Individuals who received a less immunogenic primary vaccination regimen saw non-protective nAb titers decline more rapidly, and this effect was more pronounced among those who received only a primary vaccine, compared to hybrid-immune cohorts.

Notably, three infection-naïve cohorts yielded intriguing observations. In one cohort, nAb titers remained consistently low over three months, with no change (short-term). In the other two cohorts, nAb titers against Omicron BA.1 decreased, suggesting breakthrough infections did not occur.

The researchers speculated that the use of a vector vaccine as the last dose in these three cohorts might have elicited more durable nAb responses post-boosting. However, additional studies are needed to explore the potential role of vector vaccines in enhancing long-lasting immune responses.

The study found that a significant majority (88%) of the included studies had medium, low, or unclear reliability scores, primarily due to inadequate reporting quality.

Very few studies had high-reliability scores, indicating challenges in comparing nAb titer data across different studies. Interestingly, differences in nAb peak titers and waning rates between studies with medium to high versus low-reliability scores were not statistically significant.

It's important to note that data on long-term antibody waning, specifically 12 months after the last vaccine dose, were not available. However, since waning rates remained similar post-primary and first booster vaccinations, it's conceivable that they might continue to be similar for subsequent doses.

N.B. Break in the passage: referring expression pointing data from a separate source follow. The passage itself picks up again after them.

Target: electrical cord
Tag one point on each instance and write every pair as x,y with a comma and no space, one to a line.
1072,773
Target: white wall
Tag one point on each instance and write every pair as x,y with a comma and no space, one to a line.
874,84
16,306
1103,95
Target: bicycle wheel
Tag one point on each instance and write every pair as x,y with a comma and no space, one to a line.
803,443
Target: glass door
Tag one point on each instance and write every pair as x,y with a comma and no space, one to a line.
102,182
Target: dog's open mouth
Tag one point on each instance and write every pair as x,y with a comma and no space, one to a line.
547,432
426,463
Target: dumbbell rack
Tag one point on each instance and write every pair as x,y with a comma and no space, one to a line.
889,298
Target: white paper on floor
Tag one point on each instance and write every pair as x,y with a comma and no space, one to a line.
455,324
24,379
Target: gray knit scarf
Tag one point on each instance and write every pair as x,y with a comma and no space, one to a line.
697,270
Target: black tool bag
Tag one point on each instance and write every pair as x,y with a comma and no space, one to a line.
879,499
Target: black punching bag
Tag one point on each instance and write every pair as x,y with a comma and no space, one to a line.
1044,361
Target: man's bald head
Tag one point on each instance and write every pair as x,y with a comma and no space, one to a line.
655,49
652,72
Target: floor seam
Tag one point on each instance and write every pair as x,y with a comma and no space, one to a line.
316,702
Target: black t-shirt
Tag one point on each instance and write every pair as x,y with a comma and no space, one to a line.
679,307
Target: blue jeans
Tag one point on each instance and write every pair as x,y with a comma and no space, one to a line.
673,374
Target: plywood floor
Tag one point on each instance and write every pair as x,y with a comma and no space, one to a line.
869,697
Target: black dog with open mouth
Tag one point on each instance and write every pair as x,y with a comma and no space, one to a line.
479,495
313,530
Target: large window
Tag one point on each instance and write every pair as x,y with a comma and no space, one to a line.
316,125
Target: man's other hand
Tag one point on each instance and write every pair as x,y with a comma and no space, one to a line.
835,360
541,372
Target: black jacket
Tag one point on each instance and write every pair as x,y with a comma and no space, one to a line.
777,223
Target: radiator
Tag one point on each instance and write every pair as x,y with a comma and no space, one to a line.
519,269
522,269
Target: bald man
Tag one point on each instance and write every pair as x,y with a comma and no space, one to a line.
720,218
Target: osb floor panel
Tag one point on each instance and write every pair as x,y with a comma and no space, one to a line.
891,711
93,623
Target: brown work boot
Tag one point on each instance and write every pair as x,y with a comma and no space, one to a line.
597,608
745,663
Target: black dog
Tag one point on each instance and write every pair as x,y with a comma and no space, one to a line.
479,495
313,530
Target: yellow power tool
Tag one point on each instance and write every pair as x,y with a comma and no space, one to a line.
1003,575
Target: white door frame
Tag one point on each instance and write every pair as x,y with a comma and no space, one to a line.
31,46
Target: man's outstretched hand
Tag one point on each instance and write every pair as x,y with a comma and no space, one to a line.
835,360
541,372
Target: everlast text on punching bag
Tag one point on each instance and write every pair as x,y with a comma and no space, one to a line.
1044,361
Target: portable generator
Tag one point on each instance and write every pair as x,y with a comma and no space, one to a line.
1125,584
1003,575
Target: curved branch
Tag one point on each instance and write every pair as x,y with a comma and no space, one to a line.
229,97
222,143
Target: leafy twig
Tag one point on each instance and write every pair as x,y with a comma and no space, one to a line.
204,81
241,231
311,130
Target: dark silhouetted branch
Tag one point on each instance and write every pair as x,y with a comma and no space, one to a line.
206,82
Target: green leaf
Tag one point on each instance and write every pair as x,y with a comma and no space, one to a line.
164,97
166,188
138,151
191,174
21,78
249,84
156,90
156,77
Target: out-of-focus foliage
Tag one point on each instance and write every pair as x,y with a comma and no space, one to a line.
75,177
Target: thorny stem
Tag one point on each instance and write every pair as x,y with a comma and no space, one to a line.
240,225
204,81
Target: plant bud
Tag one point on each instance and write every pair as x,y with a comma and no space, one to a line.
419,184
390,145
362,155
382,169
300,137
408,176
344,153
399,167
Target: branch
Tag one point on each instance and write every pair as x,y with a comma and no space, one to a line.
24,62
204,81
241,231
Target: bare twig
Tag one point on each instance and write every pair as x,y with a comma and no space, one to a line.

As the time gap between COVID-19 vaccine doses extends, future research could address the issue of long-term antibody waning, potentially offering insights for more refined vaccination strategies.


This retrospective study strongly reinforces the idea that both SARS-CoV-2 infection and vaccine-induced neutralizing antibodies are critical factors for protection against COVID-19. These factors will remain crucial in shaping future vaccination strategies.

The study's findings emphasize the importance of administering additional booster vaccinations to protect against COVID-19, especially given the emergence of new SARS-CoV-2 variants and the noticeable decline in antibody levels over time.

Furthermore, the research underscores the significance of carefully timing these booster vaccinations based on an individual's history of SARS-CoV-2 infection and prior vaccination.

It's also vital to consider other important factors, such as the overall level of immunity within the population and the risk of severe outcomes, when planning future vaccination strategies.